The output is a tarball with the structure prediction found at “predictions/output/output_model_0.pdb” being the predicted structure. Additionally, “confidence_output_model_0.json” contains AI confidence metrics indicating the model’s confidence in its prediction accuracy and “affinity_output.json” contains predicted affinity metrics.

The affinity output includes two key predictions: affinity_pred_value and affinity_probability_binary, each suited to different stages of drug discovery.

affinity_probability_binary (range: 0–1) estimates the likelihood that a ligand is a binder and is ideal for distinguishing binders from decoys in early hit discovery.
affinity_pred_value predicts binding strength as log(IC50) from IC50 μM data, useful for assessing affinity changes during ligand optimization (e.g., hit-to-lead, lead optimization).

They are trained on different datasets with distinct supervision and should not be used interchangeably.

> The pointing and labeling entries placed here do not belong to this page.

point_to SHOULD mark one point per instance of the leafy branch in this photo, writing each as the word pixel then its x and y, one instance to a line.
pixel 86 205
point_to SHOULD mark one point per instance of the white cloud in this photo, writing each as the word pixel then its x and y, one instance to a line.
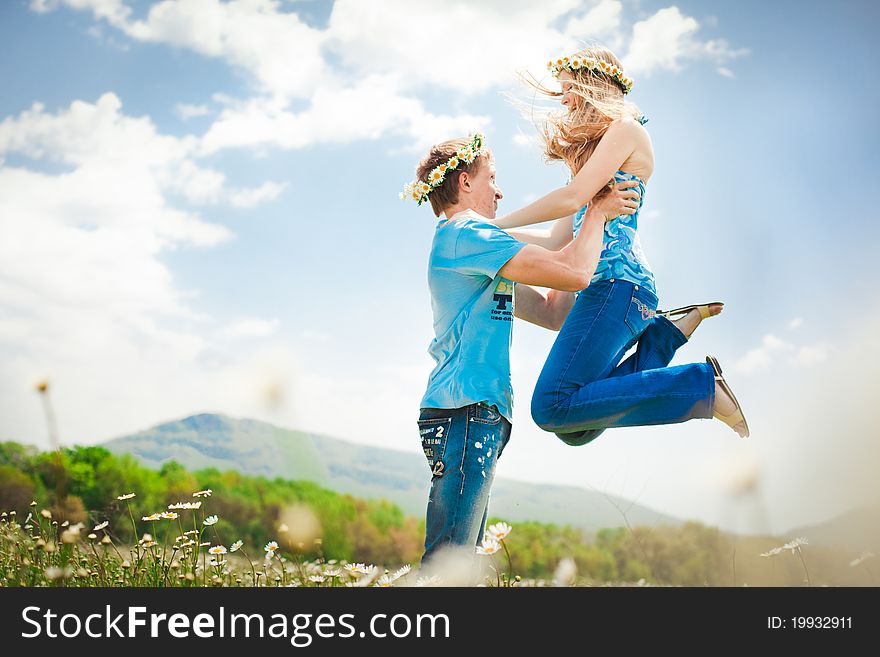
pixel 774 351
pixel 666 41
pixel 185 111
pixel 248 198
pixel 526 141
pixel 251 327
pixel 371 58
pixel 602 20
pixel 412 39
pixel 811 355
pixel 381 109
pixel 761 357
pixel 86 298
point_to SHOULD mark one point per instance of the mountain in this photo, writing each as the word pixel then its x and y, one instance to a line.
pixel 258 448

The other files mostly represent intermediates and logs which are useful for debugging.

Batch Processing Scripts

For users who need to process multiple sequences in batch, we provide helper scripts:

Download Batch Scripts

These scripts include both Windows (.bat) and Unix/Linux (.sh) versions for automated batch processing. They allow you to submit multiple Boltz jobs simultaneously, processing different SMILES strings while keeping other parameters constant.

Key Features

Batch SMILES Processing: Submit multiple ligands at once using either a list of SMILES strings or a text file
Cross-Platform: Identical functionality on Windows, macOS, and Linux
Flexible Input: Support for all standard Boltz API parameters
Job Tracking: Automatic job ID collection and summary generation
Dry Run Mode: Preview commands before execution

Basic Usage

# Submit multiple SMILES strings directly
./batch_boltz.sh --fasta-file protein.fasta --msa protein.a3m --smiles-list "CCO" "CCN" "CCCC"

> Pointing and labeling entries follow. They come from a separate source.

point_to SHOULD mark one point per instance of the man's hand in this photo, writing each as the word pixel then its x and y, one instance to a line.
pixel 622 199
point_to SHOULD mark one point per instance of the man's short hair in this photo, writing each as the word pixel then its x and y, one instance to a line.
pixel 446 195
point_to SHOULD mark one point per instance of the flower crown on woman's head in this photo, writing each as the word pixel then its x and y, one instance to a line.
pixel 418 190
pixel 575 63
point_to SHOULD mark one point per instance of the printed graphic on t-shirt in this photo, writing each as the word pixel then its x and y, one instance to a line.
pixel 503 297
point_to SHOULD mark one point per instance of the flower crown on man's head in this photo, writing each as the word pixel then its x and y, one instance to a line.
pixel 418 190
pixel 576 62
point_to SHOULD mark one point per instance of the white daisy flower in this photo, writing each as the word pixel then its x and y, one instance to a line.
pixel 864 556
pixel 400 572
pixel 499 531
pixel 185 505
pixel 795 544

# Submit SMILES from a file (one SMILES per line)
./batch_boltz.sh --fasta-file protein.fasta --msa protein.a3m --smiles-file smiles.txt

Prerequisites

Levitate CLI: Install and configure the Levitate command-line interface
Authentication: Ensure you’ve run lev auth login
Input Files: Have your FASTA files and SMILES data ready

The scripts support all standard Boltz API parameters and automatically handle job submission, tracking, and result organization. For detailed usage instructions and examples, refer to the README included in the zip file.